The 20-34 age group had the highest number of injuries in bicycle accidents, while persons 45-64 had the highest number of deaths.

According to The Centers for Disease Control and Prevention, however, children ages 5 to 14 years old are the most at risk of death and injury from a bike accident.

In 2009, most of Pennsylvania's 16 bicycle deaths occurred at non-intersections.

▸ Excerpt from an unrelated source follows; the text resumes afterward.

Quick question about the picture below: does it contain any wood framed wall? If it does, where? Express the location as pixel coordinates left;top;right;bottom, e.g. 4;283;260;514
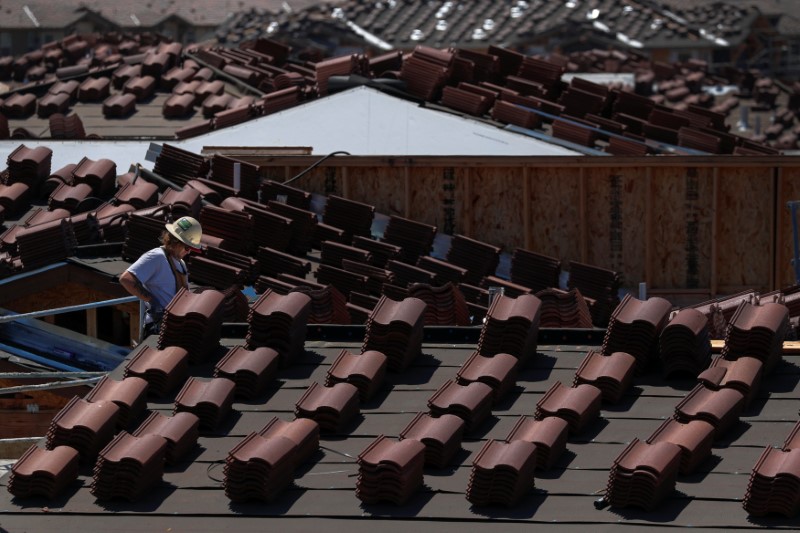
228;155;800;296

Head injuries account for 62 percent of bicycle-related deaths, which speaks to the importance of wearing a properly fitted helmet. About 33 percent of all bicycle-related emergency department visits and 67 percent of all bicycle-related hospital admissions involve head injuries.

Given these statistics, it's not difficult for us to welcome any upgrades to ensuring the safety of bicyclists. A law that sets new rules for Pennsylvania motorists to follow when encountering a bicyclist took effect today. The law, which is designed to promote a safe traffic flow, was signed by Governor Tom Corbett on Feb. 2.

PennDOT Secretary Barry J. Schoch urges all drivers and cyclists to learn the rules of the road to better share our highways, explaining that the biggest safety challenge with motor vehicles and bicycles sharing roadways is the speed differential.

The drivers of two-wheel and four-wheel vehicles should always obey all traffic signs and signals, but they now have new responsibilities.

Under the new law, motorists are required to leave a 4-foot "cushion of safety" when passing a bicyclist. To achieve this cushion, drivers may cross a roadway's center line when passing a bicycle on the left, but only when opposing traffic allows. And drivers attempting to turn left must also yield the right of way to bicycle riders traveling in the opposite direction.

The law also calls for bicycle riders to use all reasonable efforts to avoid impeding the normal flow of traffic. When there is only one travel lane, bicyclists may use any portion of the lane to avoid hazards on the roadway, including maintaining a safe distance from stopped and parked cars.

As always, bicyclists are also encouraged to ride predictably and signal their intentions before proceeding so that motorists have a chance to react.

The state's excellent website outlines all the new information on bicycling safety.